Recent developments in Syria prompted Russian President Vladimir Putin to “speak directly to the American people and their political leaders.” In order to do that, he reached out to the New York Times to publish an op-ed about the implications of “war and peace” and the consequences of taking military action against Syria.
“Relations between us have passed through different stages,” Putin writes. “We stood against each other during the cold war. But we were also allies once, and defeated the Nazis together. The universal international organization — the United Nations — was then established to prevent such devastation from ever happening again.”
The Russian leader stressed that Syria is “not witnessing a battle for democracy, but an armed conflict between government and opposition in a multireligious country.”
“There are few champions of democracy in Syria. But there are more than enough [Al] Qaeda fighters and extremists of all stripes battling the government,” he continued. “The United States State Department has designated Al Nusra Front and the Islamic State of Iraq and the Levant, fighting with the opposition, as terrorist organizations. This internal conflict, fueled by foreign weapons supplied to the opposition, is one of the bloodiest in the world.”
In the op-ed, titled “A Plea for Caution From Russia,” Putin expressed concern that mercenaries from Arab countries and other nations are fighting in Syria and “are an issue of our deep concern.” He speculated that extremists could return to their countries with “experience acquired in Syria,” which “threatens us all.”
Putin also addressed the chemical attack in Damascus and mentioned reports of a possible attack being planned by “militants” against Israel [emphasis added]:
No one doubts that poison gas was used in Syria. But there is every reason to believe it was used not by the Syrian Army, but by opposition forces, to provoke intervention by their powerful foreign patrons, who would be siding with the fundamentalists. Reports that militants are preparing another attack — this time against Israel — cannot be ignored.
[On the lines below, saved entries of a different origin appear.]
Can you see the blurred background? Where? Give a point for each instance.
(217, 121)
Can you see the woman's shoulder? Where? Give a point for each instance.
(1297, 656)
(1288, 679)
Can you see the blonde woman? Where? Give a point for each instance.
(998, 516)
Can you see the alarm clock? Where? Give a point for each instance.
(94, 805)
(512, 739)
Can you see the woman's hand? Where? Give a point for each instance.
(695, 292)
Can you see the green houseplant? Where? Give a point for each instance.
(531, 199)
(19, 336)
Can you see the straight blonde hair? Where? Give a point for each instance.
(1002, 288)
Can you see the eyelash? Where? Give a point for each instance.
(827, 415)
It is alarming that military intervention in internal conflicts in foreign countries has become commonplace for the United States. Is it in America’s long-term interest? I doubt it. Millions around the world increasingly see America not as a model of democracy but as relying solely on brute force, cobbling coalitions together under the slogan “you’re either with us or against us.”
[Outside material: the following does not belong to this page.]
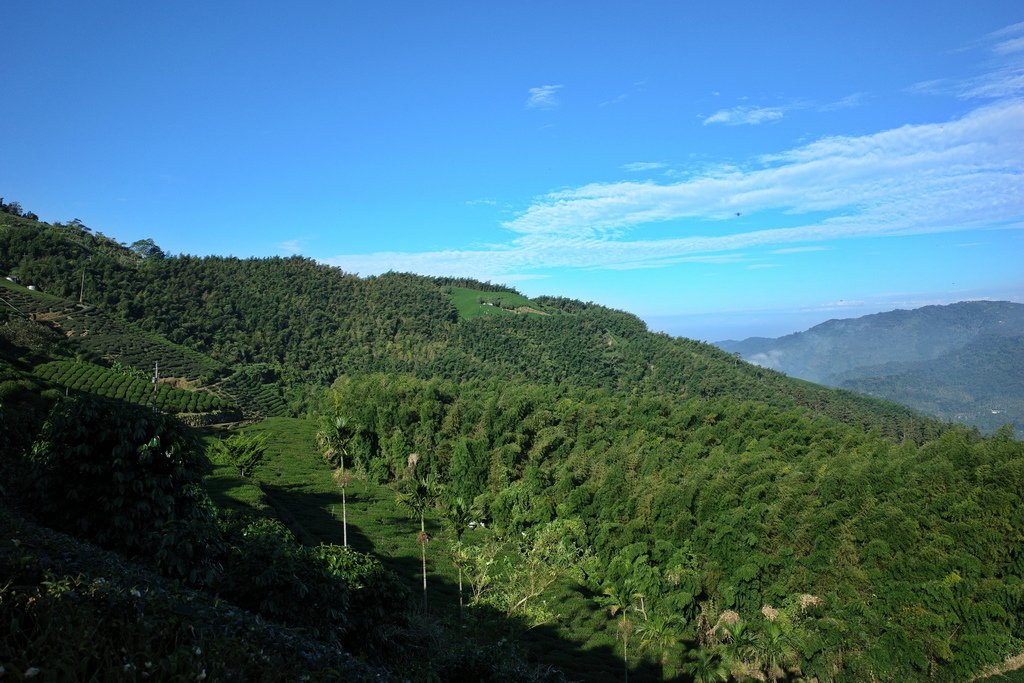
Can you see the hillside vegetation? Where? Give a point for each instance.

But force has proved ineffective and pointless. Afghanistan is reeling, and no one can say what will happen after international forces withdraw. Libya is divided into tribes and clans. In Iraq the civil war continues, with dozens killed each day. In the United States, many draw an analogy between Iraq and Syria, and ask why their government would want to repeat recent mistakes.
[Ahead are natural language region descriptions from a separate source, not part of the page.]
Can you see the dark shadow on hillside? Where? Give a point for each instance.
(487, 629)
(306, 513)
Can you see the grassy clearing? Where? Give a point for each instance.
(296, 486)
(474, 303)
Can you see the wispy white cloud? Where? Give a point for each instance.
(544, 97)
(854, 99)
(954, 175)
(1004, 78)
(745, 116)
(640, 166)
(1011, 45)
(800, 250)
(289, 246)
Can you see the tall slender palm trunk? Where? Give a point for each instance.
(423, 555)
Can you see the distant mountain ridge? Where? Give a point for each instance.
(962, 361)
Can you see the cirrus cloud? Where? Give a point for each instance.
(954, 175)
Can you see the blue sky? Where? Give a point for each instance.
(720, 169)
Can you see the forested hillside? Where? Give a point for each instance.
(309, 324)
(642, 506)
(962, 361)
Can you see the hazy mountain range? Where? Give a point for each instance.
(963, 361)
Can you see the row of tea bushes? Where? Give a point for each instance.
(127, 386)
He wrote that he welcomes a “continuing dialogue” with President Barack Obama on Syria, but urged the U.S. to avoid using force and focus on “negotiations.”
In the very last paragraph of the op-ed, Putin took a jab at President Obama for referencing American exceptionalism.
“I would rather disagree with a case he made on American exceptionalism, stating that the United States’ policy is ‘what makes America different. It’s what makes us exceptional.’ It is extremely dangerous to encourage people to see themselves as exceptional, whatever the motivation,” he writes.
“There are big countries and small countries, rich and poor, those with long democratic traditions and those still finding their way to democracy. Their policies differ, too. We are all different, but when we ask for the Lord’s blessings, we must not forget that God created us equal.”
Read Putin’s entire op-ed here.
UPDATE: The White House responded to Putin’s op-ed, telling CNN’s Jake Tapper:
“That’s all irrelevant,” the White House official said in response. “He put this proposal forward and he’s now invested in it. That’s good. That’s the best possible reaction. He’s fully invested in Syria’s CW disarmament and that’s potentially better than a military strike – which would deter and degrade but wouldn’t get rid of all the chemical weapons. He now owns this. He has fully asserted ownership of it and he needs to deliver.”